When you’re off to the beach with the kids for the first time since a few summers ago, it’s only natural to reach for the same baby sunscreen stick that you used before. However, did you know that products like this, like many other perishable items, have an expiration date?
How can you tell that sunscreen has an expiration date? That’s an easy one to answer, as it’s usually printed on the packaging. The thing is, while a sunscreen that’s degraded might have the appearance of being able to be used still, it might not offer the same degree of protection.
Sunscreen has a Three Year Shelf Life
According to the FDA, a baby sunscreen stick or indeed, any sunscreen products sold in America will have a shelf life of 3 years. However, the subject isn’t quite as simple as that, as the equation involves a number of other variables. Other factors include:
- Some sunscreen products might go bad earlier – depending on how the product has been treated and stored, it might have degraded. Ideally, a product like this needs to be stored in a cool dry place, away from direct sunlight. If it’s kept anywhere else for a prolonged period, it can degrade what it offers.
Also, if any bacteria or moisture is left on the product or in the product (for lotions), it can mean the product loses its protective properties sooner.
- It can go bad sooner once opened – When you’ve used your sunscreen before and it’s been rattling around in your bag for a while, the chemical integrity of your baby sunscreen stick can be impacted. How many of us can say that we treat our sunscreen gently when we’re out with the kids at the beach? Not many.

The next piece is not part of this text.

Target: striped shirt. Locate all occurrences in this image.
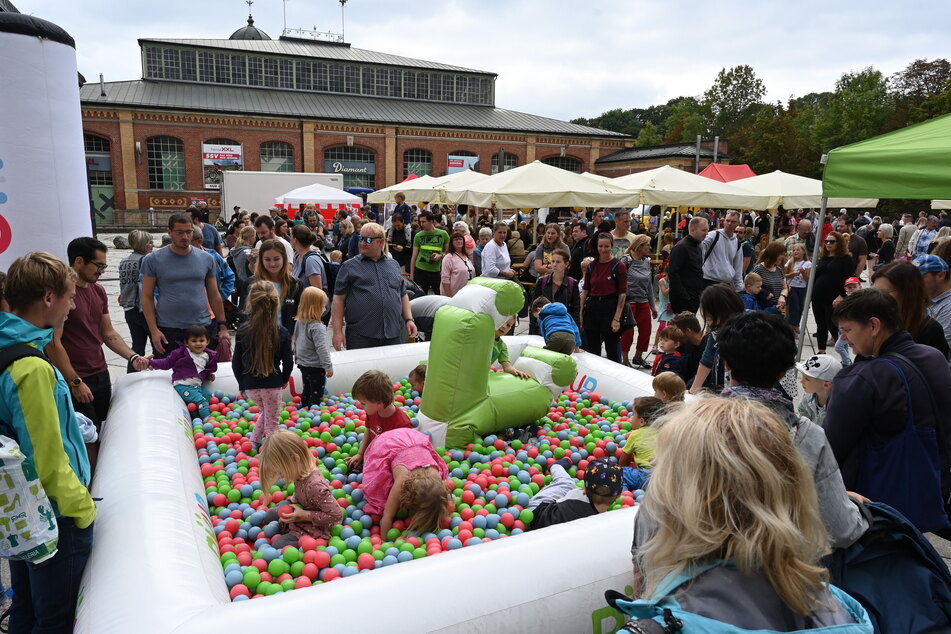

You can stop this from happening when you’re out in the sun by wrapping your sunscreen in a towel or something else that protects it from direct heat.
How Can You Tell If Sunscreen Has Expired?
As we mentioned before, sunscreen can degrade before the expiration date, so how can you tell if it has gone bad if the best before date is still in the future? Well, it’s all about how it looks and feels and a good rule of thumb would be to be hesitant if it doesn’t look or feel as it normally does, regardless of whether you’re talking about chemical or physical sunscreen.
If you’re using a lotion, be sure to give your mineral sunscreen a good shake before you write it off though, as it’s a product that’s prone to separation, even when in date and still effective.
Use Expired Baby Sunscreen Stick & Risk Your Child’s Health
We’ve done our best to give you the lowdown on why should only ever use ‘in-date’ sunscreen, but it can be broken down into a pretty simple notion. If you have any doubts about the sunscreen you’re using – in line with the tips we’ve mentioned here – just don’t risk it.
If it looks or feels strange going on and it’s been a year or two since you last used it, it’s likely time to go and buy another bottle. It’s just not worth the risk, especially when talking about your baby’s skin, as degraded sunscreen might offer little to no protection.
Keep this in mind and you’ll stand a much better chance of your child ever getting burnt while out playing in the sun.